When I went outside my shell at all and checked in online, everyone seemed to be doing great, focusing on the positive and refusing to let it all get them down. New workout routines. Sourdough bread...my lord, the amount of sourdough bread. And here I just wanted to curl up in my little hole and numb out with television and junk food.


I got so angry, and reverted to the old tapes in my head I thought I'd erased.


Why are you so lazy? Get up and quit feeling sorry for yourself - get out there and do something! Your legs work, your arms work, your brain works...what's your problem? You're in a comfortable house with people you love...others have it so much worse, for pete's sake. Look at all these people getting on with their lives, out in their gardens, and older than you! Quit your whining and get on with it!


I severely dislike these tapes. I've worked for decades to silence them. All it took was one pandemic and some unrealistic personal expectations and they came roaring back with a vengeance. It didn't matter that I have physical and mental health issues that affect the way I operate day to day. It didn't matter how much work I had put in to love myself as I am. When fear comes in, logic goes out.

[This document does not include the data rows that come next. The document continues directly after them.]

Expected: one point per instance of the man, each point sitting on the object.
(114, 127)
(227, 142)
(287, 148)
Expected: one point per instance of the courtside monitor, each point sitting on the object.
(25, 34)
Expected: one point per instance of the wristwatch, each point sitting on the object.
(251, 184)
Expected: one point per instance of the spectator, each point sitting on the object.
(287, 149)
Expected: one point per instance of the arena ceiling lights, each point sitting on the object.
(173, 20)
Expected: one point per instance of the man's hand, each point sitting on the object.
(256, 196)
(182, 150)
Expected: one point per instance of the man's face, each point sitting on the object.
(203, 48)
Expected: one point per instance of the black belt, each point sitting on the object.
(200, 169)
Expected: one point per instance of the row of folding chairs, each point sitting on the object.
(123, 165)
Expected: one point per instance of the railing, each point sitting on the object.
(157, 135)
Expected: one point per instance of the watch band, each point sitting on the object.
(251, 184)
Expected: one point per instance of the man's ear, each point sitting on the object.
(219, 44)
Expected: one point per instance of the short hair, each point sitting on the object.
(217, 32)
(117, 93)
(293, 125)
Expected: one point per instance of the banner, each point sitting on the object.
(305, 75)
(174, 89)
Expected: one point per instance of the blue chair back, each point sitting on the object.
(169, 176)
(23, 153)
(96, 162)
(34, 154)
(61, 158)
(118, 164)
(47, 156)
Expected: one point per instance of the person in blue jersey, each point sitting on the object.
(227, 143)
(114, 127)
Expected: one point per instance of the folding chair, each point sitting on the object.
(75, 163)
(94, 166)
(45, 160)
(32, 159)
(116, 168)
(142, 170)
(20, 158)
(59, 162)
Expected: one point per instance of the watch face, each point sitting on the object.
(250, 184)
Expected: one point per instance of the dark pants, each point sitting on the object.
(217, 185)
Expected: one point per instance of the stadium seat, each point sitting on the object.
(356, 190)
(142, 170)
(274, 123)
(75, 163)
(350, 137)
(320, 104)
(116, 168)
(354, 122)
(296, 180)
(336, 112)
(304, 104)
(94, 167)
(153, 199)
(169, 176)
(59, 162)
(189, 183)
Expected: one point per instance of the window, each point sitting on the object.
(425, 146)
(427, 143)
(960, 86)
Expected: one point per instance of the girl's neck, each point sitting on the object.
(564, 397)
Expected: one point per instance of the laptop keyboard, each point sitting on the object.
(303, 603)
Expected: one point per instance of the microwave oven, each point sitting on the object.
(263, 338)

And my biggest fear was somehow 'messing up' in my organic pandemic response.


I was able to make some small strides - a phone call here, a text there. Clearing my email, checking in online. Not on the same day of course, but over a week or two. But I felt the pressure so intensely to be positive, and to 'maintain my brand', so to speak. It felt awful, and dishonest, which just fed into the fear. Why can't I be positive like everyone else? Why am I having such a hard time? What's wrong with me?


What I slowly noticed was the people I talked to were feeling the same weirdness. The same limbo of uncertainty, of not knowing what was really important right now. Everyone was afraid and unsure...it's just that no one was talking about it. So I decided I would.


This is the first time I have written since the virus sent us into lockdown. This morning was the first time I really got my cards out and did my normal, pre-virus morning routine. I consider these to be triumphs.


My goal at this point is extremely simple:

Take every day as it comes, and do the best I can with it.


That includes being gentle with myself on days when I can't muster the motivation to put on pants. And to be proud of myself for the little things, like this writing.


And most importantly, to be honest about my journey, so that others may feel they can be, too.


One of the biggest weapons we have against negativity is gratitude. Sometimes it's hard to find things to be grateful for in frightening situations, but of course that's when it's most important. And we don't have to make them huge things.


Maybe you took the trash out today. Maybe you answered an email. Maybe you took the dog for a walk or got your masks sewn or wrote a blog. Whatever it is, find that something to be grateful for, and hang on to it.


Inspired by a dear friend of mine, I'm going to start recording one thing every night that I'm grateful for, even if it's just that I showered that day. I encourage all of you to try this out as well, and see if it changes how you begin to view things.


It's okay if you're not okay, guys. No one really is, right now. If you're drowning, seek help. Please. Don't be afraid of outside judgment. There is power in community and communal feeling, and we truly are all in this together.


All love, fellow travelers. All my love.